66 millions de fatigués

La fatigue est une expérience humaine universelle – #jefatiguedoncjesuis – mais sommes-nous actuellement tous (si) fatigués et sommes-nous fatigués différemment des générations précédentes ?

La fatigue est réelle pour près d’un Français sur 2[1]

La fatigue ordinaire, induite par nos activités quotidiennes et normalement réversible, concerne toutes les sphères de nos vies : familiale, sociale, professionnelle … Pourtant elle fait l’objet de peu d’investigations. La dernière grande enquête est celle d’IPSOS réalisée en 2000.

On en parle surtout pour certains secteurs professionnels, mais pourquoi ne seraient-ils pas tous touchés ?

La fatigue personnelle vient au deuxième rang des raisons invoquées pour expliquer « l’absence psychologique » au travail déclarée par 74% des salariés enquêtés.[2]

Des soignants ont répondu à notre appel à rédiger une « Lettre à ma fatigue ».

Salut Fatigue

Fatigue, mais quel tour me joues-tu ! Je ne comprends plus rien.

Je suis devenue ennemie et inconnue à ce corps. 
Courageuse et tenace,  je suis incapable de faire un geste.
Mes forces sont anesthésiées et mes muscles sont atrophiés. 
Je suis comme paralysée et mon cerveau déconnecté.
Je m ‘attendais pas  à vivre ce fracas.  

Je suis comme « un crabe qui se carapate devant l’adversaire. » 
J’abdique !!! 

Fatigue, tu as gagné le travail m’est contre-indiqué. 

Je ne peux plus moi qui nageais sans crainte à contre-courant.
Je me déglingue physiquement et mentalement. 
Je suis honteuse d’être dans cet état. 
La peur se rajoute à mon effroi. 
Moi, me retrouver de l’autre côté.
[…]
Une nuit, Fatigue, j’ai vu une lueur au bout d’un tunnel. 
Tu as voulu prendre mon âme. Mon corps se détachait de mes pensées.
Je réalise alors l’importance de rester auprès des miens et ne pas me laisser aller au chaos.  
Je me reprends ce n ‘est pas  le moment. Ma mission n’est pas achevée. 
C’est un électrochoc. Un défibrillateur interne me donne l’ordre de me ressaisir. 
Je me rattache à l ‘essentiel de ma vie.  A « Celles » qui ont fait mes petits bonheurs et ma joie depuis leurs naissances.

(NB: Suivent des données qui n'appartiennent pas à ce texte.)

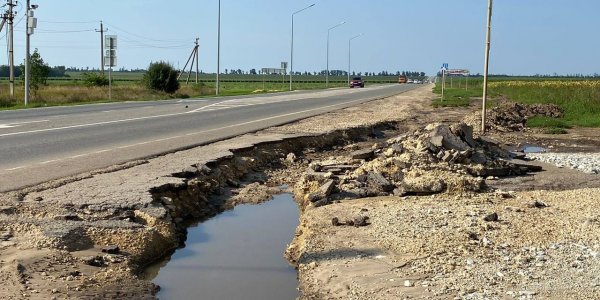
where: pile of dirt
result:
[465,100,564,132]
[295,123,541,207]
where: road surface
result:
[0,85,416,192]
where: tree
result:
[142,61,179,94]
[19,48,50,92]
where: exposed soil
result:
[0,86,600,299]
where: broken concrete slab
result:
[429,125,471,151]
[367,172,395,192]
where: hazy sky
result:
[0,0,600,75]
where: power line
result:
[38,21,98,24]
[105,22,187,43]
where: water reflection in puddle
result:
[146,194,299,299]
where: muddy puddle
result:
[145,194,299,299]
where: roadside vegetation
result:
[433,77,600,133]
[0,70,408,110]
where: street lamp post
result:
[290,3,315,91]
[481,0,493,134]
[325,21,346,88]
[348,33,363,84]
[216,0,221,96]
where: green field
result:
[433,77,600,132]
[0,72,408,109]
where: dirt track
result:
[0,86,600,299]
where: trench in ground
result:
[141,122,398,299]
[145,194,299,300]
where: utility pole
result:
[96,21,108,75]
[481,0,493,134]
[6,0,16,98]
[177,38,200,84]
[216,0,221,96]
[24,0,38,106]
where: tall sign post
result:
[481,0,493,134]
[441,63,448,101]
[281,61,287,84]
[104,35,117,100]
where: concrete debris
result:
[331,216,371,227]
[465,101,564,132]
[102,245,121,254]
[295,123,541,205]
[350,149,374,160]
[483,213,499,222]
[285,152,298,163]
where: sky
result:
[0,0,600,75]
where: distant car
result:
[350,77,365,88]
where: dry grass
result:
[0,84,214,109]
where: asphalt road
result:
[0,85,416,191]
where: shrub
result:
[81,73,108,86]
[142,61,179,94]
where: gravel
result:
[527,153,600,174]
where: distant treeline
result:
[0,66,69,78]
[437,72,600,79]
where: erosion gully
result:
[140,123,397,299]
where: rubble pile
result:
[295,123,540,207]
[465,101,564,132]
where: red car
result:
[350,77,365,88]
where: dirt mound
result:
[295,123,539,206]
[465,100,564,132]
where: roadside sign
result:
[446,69,471,76]
[104,56,117,67]
[104,35,117,49]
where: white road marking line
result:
[0,120,50,129]
[0,112,188,137]
[40,159,60,165]
[4,166,27,171]
[5,99,364,171]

Fatigue,  tu ne peux gagner à chaque fois. 

La foi de me reconstruire me  fait renaître.
Bringuebalante et chancelante,  me revoilà réapparaître dans le milieu familier du travail.
Ca paraît insupportable d’imaginer le regard des autres quand il se pose sur moi. 
L’empathie, la pitié.  Y a –t-il  toujours ces regards sournois et vénéneux ? 
[…]
Deux hommes sont là à mon retour, l’un « Un grand homme » est silencieux m’enveloppe de toute sa bienveillance. L’autre « réconfortant » m’accompagne pour  rebondir, remonter du trou noir.

Peu à peu, l ’Horizon parait plus clair. 

A présent Fatigue,  j’aimerais te remercier pour  ce geste d’amour,  de  m’avoir rappelée à l’ordre. J’écouterai tes signes  et n’attendrai plus d’atteindre le fond. 

La fatiguée de service

La fatigue est présente dans une majorité de maladies chroniques.

Cette fatigue est dite “chronique”, car elle dure des mois, des années. On la qualifie d’anormale, de pathologique, car elle n’est pas facilement réversible par le repos ou le sommeil. Elle est souvent associée à une inflammation chronique et pourrait être liée à une immunité dérégulée[3].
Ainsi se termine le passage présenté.